Guisan Yves · Nationalrat · 2003-03-10
Guisan Yves · Nationalrat · Waadt · Freisinnig-demokratische Fraktion · 2003-03-10
Wortprotokoll
Mme Goll, au nom du groupe socialiste, a déposé la présente initiative parlementaire en septembre 2001, soit peu avant l'habituelle polémique de l'automne sur les primes d'assurance-maladie. Depuis lors, il y a eu encore les augmentations de 2002, d'une importance manifestement supérieure à celles qui avaient été prévues pour 2001. Mais, au moment du dépôt de l'initiative, la deuxième révision de la LAMal était déjà en cours, ayant été annoncée par un message datant du début de l'année et le Conseil des Etats, premier conseil, s'étant déjà penché sur ce projet.

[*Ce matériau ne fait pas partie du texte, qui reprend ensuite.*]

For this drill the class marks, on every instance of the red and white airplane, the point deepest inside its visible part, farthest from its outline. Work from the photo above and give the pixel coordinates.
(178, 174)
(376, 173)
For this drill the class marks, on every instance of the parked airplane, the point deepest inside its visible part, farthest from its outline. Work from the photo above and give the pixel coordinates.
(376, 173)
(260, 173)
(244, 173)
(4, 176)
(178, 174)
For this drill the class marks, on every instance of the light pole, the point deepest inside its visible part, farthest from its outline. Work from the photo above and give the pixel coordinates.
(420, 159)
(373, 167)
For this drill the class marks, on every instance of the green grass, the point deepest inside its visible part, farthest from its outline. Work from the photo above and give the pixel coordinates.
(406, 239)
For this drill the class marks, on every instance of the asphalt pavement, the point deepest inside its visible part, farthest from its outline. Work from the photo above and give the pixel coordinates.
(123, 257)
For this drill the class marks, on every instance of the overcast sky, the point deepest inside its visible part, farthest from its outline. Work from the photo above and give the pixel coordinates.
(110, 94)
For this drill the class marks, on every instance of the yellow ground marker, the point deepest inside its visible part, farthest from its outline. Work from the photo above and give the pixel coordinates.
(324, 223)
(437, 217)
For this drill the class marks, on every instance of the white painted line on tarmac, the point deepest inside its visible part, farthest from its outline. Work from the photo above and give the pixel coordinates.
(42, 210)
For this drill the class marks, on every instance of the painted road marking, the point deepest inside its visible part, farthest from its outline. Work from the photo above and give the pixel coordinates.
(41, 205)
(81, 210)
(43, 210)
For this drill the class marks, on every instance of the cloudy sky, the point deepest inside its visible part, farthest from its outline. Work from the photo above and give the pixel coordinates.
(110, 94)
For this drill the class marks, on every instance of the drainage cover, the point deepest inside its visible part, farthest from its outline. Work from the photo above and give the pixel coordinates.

Mme Goll s'en prend à l'augmentation constante des primes depuis l'entrée en vigueur de la LAMal et aux difficultés sociales qui peuvent en résulter. On peut largement la comprendre, bien que par la désinformation pratiquée jusque-là on ait laissé entendre à tort qu'elles pourraient ne plus augmenter grâce au dispositif mis en place. Elle pense qu'en imposant un gel des primes pendant au moins une année, les autorités responsables - Confédération et cantons - seront obligées de mettre en place un programme d'économies pour rester dans la cible du budget précédent. Elle suggère un certain nombre de mesures telles que l'utilisation intégrale des subsides accordés aux cantons pour abaisser les primes - ce qui permettrait de réaliser l'objectif de 8 pour cent au maximum du revenu tel que cela avait été envisagé dans un premier temps par le Conseil des Etats -, la généralisation des médicaments génériques et la mise en place des conditionnements adaptés aux traitements usuels, le fait de favoriser les importations parallèles, le renforcement des compétences de la Confédération en matière de planification et, enfin, la limitation des réserves des caisses-maladie au strict minimum légal. Jusqu'à ce qu'une restructuration plus en profondeur grâce à ce programme ait pu être mise en place, des économies de 10 pour cent pourraient déjà être réalisées.
La majorité de la commission pense que cette manière de procéder n'est pas réaliste. L'expérience des arrêtés fédéraux urgents qui ont précédé la LAMal a largement démontré que de telles décisions de moratoire ne font que repousser les problèmes sans les résoudre. Par ailleurs, certaines des mesures préconisées font déjà partie du projet de deuxième révision de la LAMal actuellement à l'étude. Il faut donc attendre le résultat des délibérations avant de se prononcer plus avant.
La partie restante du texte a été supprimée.